About two-thirds of the UC Hopland Research and Extension Center was burned as the River Fire moved onto the 5,358 acre ranch. All homes and structures were saved along with the ranch animals thanks to the efforts of staff, neighbors, CAL FIRE and the Hopland Fire Protection District.
KZYX reporter Sarah Reith interviewed HREC community educator Hannah Bird about the impact of the fire, and found her to be brimming with scientific curiosity about the opportunities provided by the fire to research and understand how California wild lands survive and recover from wild fire.
One of nine UC Agriculture and Natural Resources Research and Extension Centers across the state, HREC has been a place for agriculture and natural resource research since 1951. Over that time, many studies have considered the implications of different prescribed or controlled fire regimes and events have been held to share this knowledge with the public to encourage fire safe land management practices.

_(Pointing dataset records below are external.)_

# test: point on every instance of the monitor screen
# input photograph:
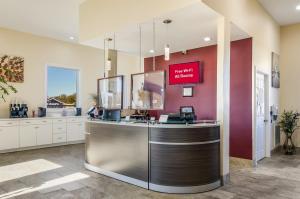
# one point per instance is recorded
(187, 109)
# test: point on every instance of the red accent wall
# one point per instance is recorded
(205, 94)
(241, 99)
(204, 100)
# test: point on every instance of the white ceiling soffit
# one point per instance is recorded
(283, 11)
(188, 28)
(58, 19)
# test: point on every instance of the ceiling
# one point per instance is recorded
(283, 11)
(188, 28)
(56, 19)
(59, 19)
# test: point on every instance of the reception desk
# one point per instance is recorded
(160, 157)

On the afternoon of July 27, wildfire touched HREC as the River Fire spread onto the site. The staff had to evacuate their homes and act swiftly to protect the 500 sheep, 6 guardian dogs and 1 sheepdog who live on the center.
“Our staff were amazing,” Bird said. “They worked together first and foremost to protect the residents who live on site and assist in evacuation, ensuring precious possessions were collected as quickly as possible. Our shepherd Jim Lewers already had an emergency plan in place for the sheep and they were moved down into our safest irrigated pasture on the lowest part of the site alongside their protection dogs. My phone conversation with our director, John Bailey, at around 8:30 p.m. that night was not hopeful – he asked if I needed anything more from my house as he watched the fire move down the slopes towards our headquarters buildings. We were so grateful that CalFire arrived on site soon afterwards and saved our homes and offices.”

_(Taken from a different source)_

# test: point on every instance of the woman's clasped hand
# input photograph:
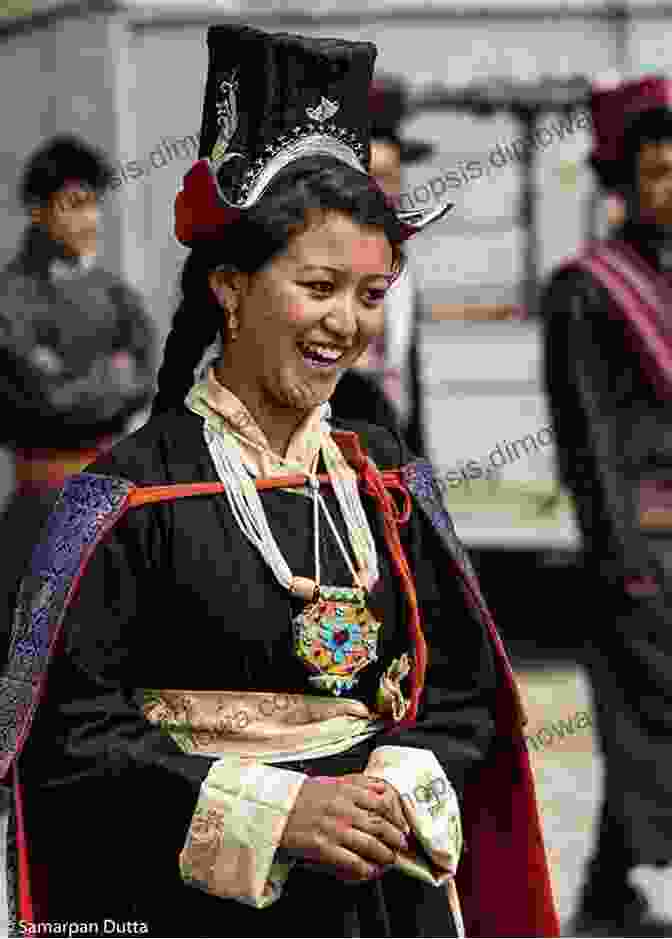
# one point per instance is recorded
(353, 827)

The fire burned oak woodlands, chaparral and grasslands, which will impact studies conducted on the site by researchers from a variety of different universities and disciplines.
“Although some research projects have been affected, this also heralds an opportunity for HREC to offer research on post fire regeneration. Our long-term data pre fire will be of benefit to scientists who seek to better understand the effects of wildfire. Fire is an important tool for our landscape and we hope to see the regenerative effects on our site from this burn in the future. Although, for now, our thoughts are with all of those whose homes are still at risk,” Bird said.